What is a patent, how is it awarded?
A patent grants its owner a monopoly in a country on an invention he was the first one to describe. At a firm's scale, this also means being able to shield the potential commercial operation based on the research work of a company against its competitors. Besides, it rewards this work by granting the patent’s owner an economic advantage that will probably make the financial cost of the R&D be worth it. The perspective of this heavy economic asset is the major reason why patents are said to be a driving force that encourage innovation.Nonetheless, such a profit-making privilege has a price. Indeed, targeted invention have to meet tough conditions for a patent to be granted. Consequently, knowing the delivery conditions is very important to fully understand the patent system.
A patent is granted:
- for a new invention never publicly revealed, which can lead to industrial applications ;
- on a precise territory ;
- for a maximum of twenty years ;
- to the one who revealed the invention and described it with enough precision.
NB : A patent has to be paid annually for its delivery and maintaining.
In the field of synthetic biology, the 1930 plant patent act marked the beginning of a new economic era for biology as emerged with it the patentability of the living world. Nowadays, even the genetically modified bacterias are patentable (the latter have been patentable in the USA and then in Europe since the beginning of the 80s).
The goal of this brief study though, is not to discuss this matter.
Why patents have been created?
In France, patents have been created after the 1789 French Revolution. They were then considered as a human right : their aim was to recognize the inventors’rights on their ingenuity. And so was born the first legal mean to claim authorship of an invention: a new age for intellectual property began.
Instead, the justification for patents became quickly socio-economic. Patents are now conceived as an incentive for production and knowledge spreading. When a patent is awarded, the description of the invention goes public, in exchange for a maximum twenty-years monopoly to the originator.
Instead, the justification for patents became quickly socio-economic. Patents are now conceived as an incentive for production and knowledge spreading. When a patent is awarded, the description of the invention goes public, in exchange for a maximum twenty-years monopoly to the originator.
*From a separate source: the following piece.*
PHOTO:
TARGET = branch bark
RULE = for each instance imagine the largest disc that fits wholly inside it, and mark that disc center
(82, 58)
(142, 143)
Subsequently, patents are actually supposed to promote innovation and the disclosure of technological knowledge, which means allowing the latest innovations to be available to anyone, though their commercial use is forbidden without a license from the patent owner until the patent’s end. On the one hand, the benefits that patents are expected to offer to society are very clear as their design is specifically supposed to improve the global technological level. Indeed, huge technological steps have been made since the patent’s creation (although it is not the only factor). On the other hand, stimulating the competition for the market (i.e for “new” markets) by granting some kind of monopoly rents generates economic costs for society, which derives from a weakening in the competition in the market (i.e. in the “same” market).
As a result, the patent system rests on a socio-economic balance, in which society is supposed to be beneficiary. Nevertheless, as we will further see, this balance is fragile and depends on the answers to the following questions :
- What is the patentability scope ? What can be patented ? ;
- How patents are granted ? (i.e. the toughness of the conditions required) ;
- What are the rights of the patent owner ? ;
- How long do these rights last ?
Economic limits of the patent model
Several factors (change in laws and in the practices of patent offices, technological and industrial evolution, etc.) may lead this balance between social costs and advantages to be broken., the results being innovation led to be inhibited.For instance, narrow patents are sometimes granted to different companies on very specific elements, whose gathering may be necessary to bring on innovations. Nowadays, major worldwide companies use patents as defensive or offensive tools to block rivals on some components of diverse products. These rivals strike back by doing the exact same thing on other components so that they are mutually blocked (“patent thickets”). As an example Google has recently bought Motorola Mobile and its 17000 patents for 12 billion dollars, which means they spent a lot of money to get these patents probably as offensive / defensive ends instead of spending it into pure R&D. Consequently patents sometimes paradoxically discourage innovation.
Furthermore, some patents may protect wide discoveries (also known as foundational patents). For instance, the patent granted to Myriad genetics covered the whole gene functions of BRCA1 and BRCA2 and all applications that could follow on possible ways to diagnose and cure breast cancer. This kind of patent stood against innovation, preventing any creative use of those genes by any other actor than Myriad Genetics, or leading to any other use linked to this DNA sequence (possibly there would have been many, considering the complexity of biological regulations).
As a consequence, the patent system may have allowed the formation of major entry barrier on some industrial domains. For instance in the pharmaceutical industry's market in which new companies cannot easily enter anymore because they would need to buy the licence of many expensive patents from the incumbent firms.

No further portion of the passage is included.